Legal Consideration: In statutory interpretation, misplaced or ambiguously placed modifiers can shift the scope of a law entirely. In Rahimi, the Court’s majority opinion leaned on grammatical structure to uphold the statute’s constitutionality, while the dissent warned that unclear modifier placement could invite future overreach. This case underscores how modifier clarity isn’t just a grammar issue—it’s a matter of due process, civil rights, and public safety.
Still Not Convinced?
The College Board Digital SAT isn’t just a stepping stone to college—it's a real-world filter. It gauges how well you command the language and logic that professionals use every day in high-stakes careers. Think about it: If you're drafting a legal brief, interpreting a zoning statute, or responding to a federal grant proposal, precision isn't optional—it's mission-critical.
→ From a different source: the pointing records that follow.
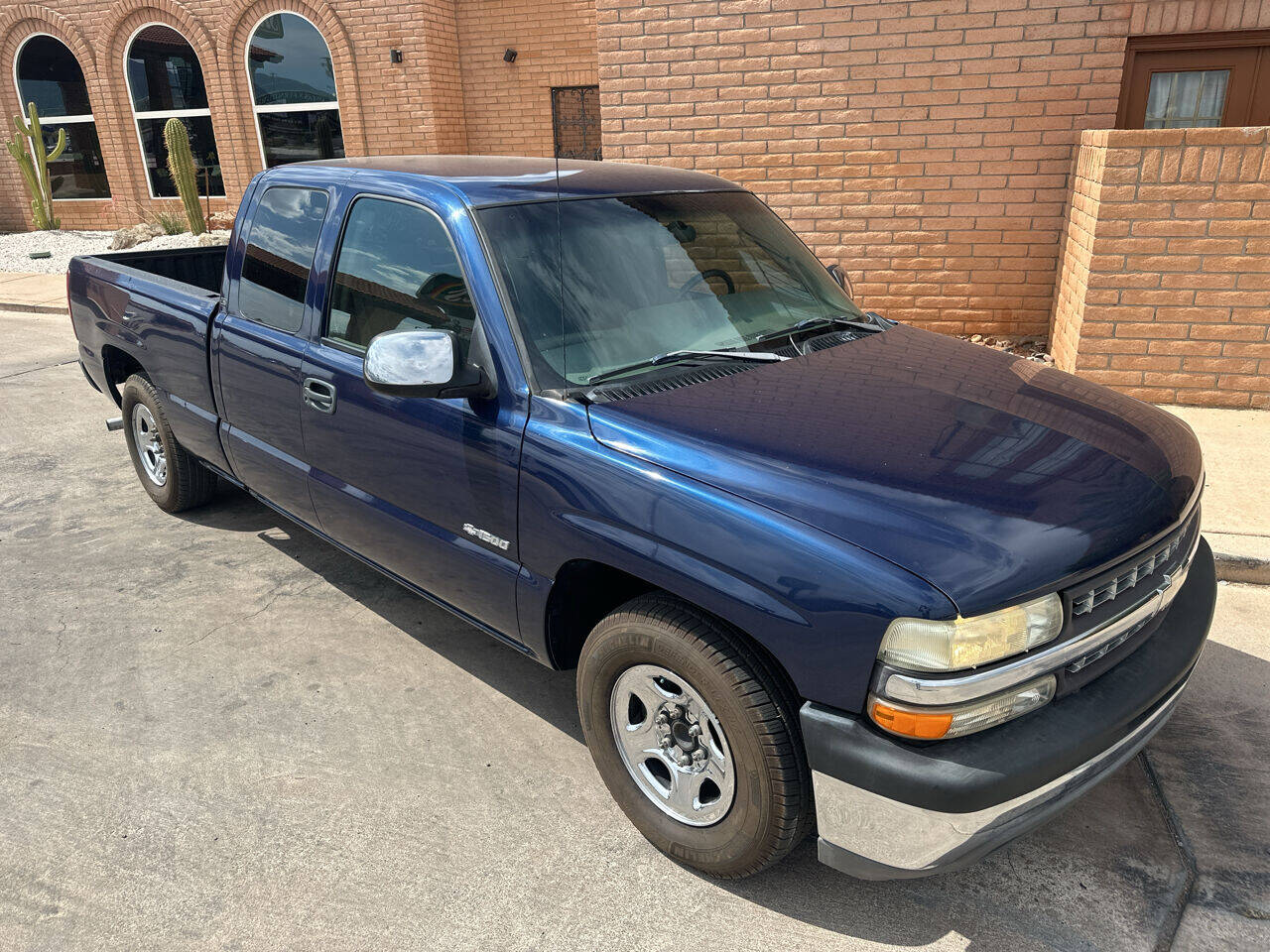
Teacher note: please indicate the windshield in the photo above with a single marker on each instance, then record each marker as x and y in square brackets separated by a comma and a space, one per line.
[651, 276]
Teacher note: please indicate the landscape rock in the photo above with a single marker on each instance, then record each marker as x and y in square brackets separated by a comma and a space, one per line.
[134, 235]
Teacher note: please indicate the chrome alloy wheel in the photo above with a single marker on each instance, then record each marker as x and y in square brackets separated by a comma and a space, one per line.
[672, 744]
[145, 434]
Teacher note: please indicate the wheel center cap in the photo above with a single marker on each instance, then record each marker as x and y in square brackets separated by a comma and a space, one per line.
[681, 735]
A misplaced modifier in a court filing can shift liability. An ambiguous clause in a contract can cost millions. A vague subject–verb mismatch in a government procurement report? That can delay funding or trigger compliance flags. So, while the SAT® converts the proper application of “Standard English Conventions,” into a higher score, everyday professionals convert it into reputational currency.
In short: The skills you’re sharpening, as you prepare for the SAT®, don’t stay in the classroom or the college campus. They follow you into conference rooms, through courtrooms, and into boardrooms—every time you raise the stakes throughout your professional career.